Et si le « piège éthique » de l’IA était un piège énergétique ?

Un data center, vu sous son meilleur jour…

Nul n’ignore que l’intelligence artificielle repose sur le traitement intensif de données massives, ce qui requiert des ressources considérables en termes de stockage de données comme en puissance de calcul. Et pourtant, les conséquences de ce simple fait semblent avoir été longtemps sous-évaluées, et elles font craindre une crise inattendue de notre approvisionnement électrique.

Il s’agit ici des puissances de calcul et des ressources de stockage de données de masse nécessaires à l’IA à quoi il faut ajouter la blockchain et les cryptomonnaies dont le coût énergétique pourrait également devenir un souci majeur en fonction de leur démocratisation.

Les estimations sans cesse réévaluées des impacts de ces nouvelles sources de consommation électrique font ressortir des risques sérieux sur les capacités de production et les réseaux de transport de l’énergie électrique. A cela s’ajoute une menace sur les trajectoires de décarbonation qui dépendent en partie d’une réduction de la demande énergétique.

Il faut réfléchir à nos priorités, bienvenue en « énergéthique » !

Le décollage vertical de l’IA

Un data center est en réalité un vaste échangeur thermique avec, au milieu, les serveurs et les armoires de liaisons réseau qu’on met sur toutes les photos.

Alors que tout le monde avait les yeux tournés vers le surcroît de consommation imputable à l’électrification du parc automobile, c’est finalement le décollage vertical de l’IA qui fait peser une lourde menace sur les prévisions des électriciens. Qu’on en juge : selon une étude parue dans Forbes en 2023, 50% des organisations étaient sur le point d’intégrer l’IA dans leurs outils de travail ; or une simple requête ChatGPT consomme entre 10 et 25 fois plus d’énergie qu’une recherche sur Google. Le nombre de data centers, déjà multiplié par 4 entre 2022 et 2024, doit doubler entre 2024 et 2027. Et ce que les photos ne montrent pas, c’est que chaque data center est en réalité un vaste échangeur thermique avec, au milieu, les serveurs et les armoires de liaisons réseau que l’on met sur toutes les photos. La consommation mondiale des serveurs IA atteindra 500 térawattheures (TWh) d’ici 2027, soit 2,6 fois le niveau de 2023. 500 TWh, c’est déjà plus que la consommation française à son point historique le plus élevé ; du point de vue énergétique, c’est comme si on avait ajouté un grand pays développé sur la carte du monde. Et la perspective au-delà de ce point est celle d’une poursuite de la croissance des besoins de 10% par an pendant encore plusieurs années.

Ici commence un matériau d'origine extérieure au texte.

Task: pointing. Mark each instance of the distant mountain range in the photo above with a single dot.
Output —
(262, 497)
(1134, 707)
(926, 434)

La progression du nombre de datacenters dans le monde entraine une augmentation considérable des besoins électriques. (Crédit Gartner)

A l’échelle de l’UE, les 1 240 centres de données de l’UE ont consommé un peu moins de 100 TWh, soit 4 % de la demande d’électricité du continent. Selon l’Agence internationale de l’énergie, la construction de nouveaux centres de données devrait faire passer ce chiffre à environ 150 TWh d’ici 2026, en route sans doute pour atteindre 8% à 10% entre 2030 et 2035. Là aussi une consommation digne de celle d’un pays supplémentaire moyen (par exemple l’Espagne) aura été ajoutée.

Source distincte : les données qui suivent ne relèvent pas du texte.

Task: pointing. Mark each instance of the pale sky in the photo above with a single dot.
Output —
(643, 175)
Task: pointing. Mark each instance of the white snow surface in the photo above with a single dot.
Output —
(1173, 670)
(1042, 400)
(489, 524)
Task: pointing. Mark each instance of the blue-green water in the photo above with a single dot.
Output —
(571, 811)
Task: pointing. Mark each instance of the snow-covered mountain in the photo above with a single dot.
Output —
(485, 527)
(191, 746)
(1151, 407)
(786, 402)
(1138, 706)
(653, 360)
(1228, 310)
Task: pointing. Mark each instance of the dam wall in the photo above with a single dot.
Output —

Cette tendance n’a pas échappé aux entreprises qui sont à la racine du problème. Google a annoncé que l’IA risquait d’amener une croissance supplémentaire de sa consommation énergétique totale. En anticipation de la croissance de la consommation électrique de ses programmes d’IA, Microsoft envisage d’alimenter ses datacenters avec des mini-réacteurs nucléaires modulaires (SMR) privatifs. De son côté, OpenAI participe à un tour de table de financement de 20 milliards de dollars dans la start-up Exowatt, qui propose une technologie pour fournir les centres de données en énergie solaire.

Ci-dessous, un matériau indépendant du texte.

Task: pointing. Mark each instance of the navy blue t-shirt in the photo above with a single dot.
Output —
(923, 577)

Une inflation imprévue des besoins, bordée d’incertitudes

Pour tenir compte de ces perspectives, RTE a revu à la hausse ses scénarios d’évolution des consommations des centres de données dans son bilan prévisionnel 2023 par rapport aux Futurs énergétiques 2050 publiée fin 2021.

En France, RTE  estime que la demande d’électricité des centres de données devrait atteindre 23 à 28 TWh, soit 4 à 5% de la demande totale d’électricité du pays d’ici 2035 contre environ 2 % en 2020. Cependant, cette prévision pourrait atteindre près de 80 TWh si la consommation théorique à pleine puissance de toutes les demandes reçues était réalisée de manière simultanée. Pour l’ensemble des usages numériques, la consommation se situerait entre 50 et 60 TWh en 2030 et entre 58 et 68 TWh en 2035.

Pour mettre ces chiffres en perspective :

Une centrale nucléaire, combien de data centers ?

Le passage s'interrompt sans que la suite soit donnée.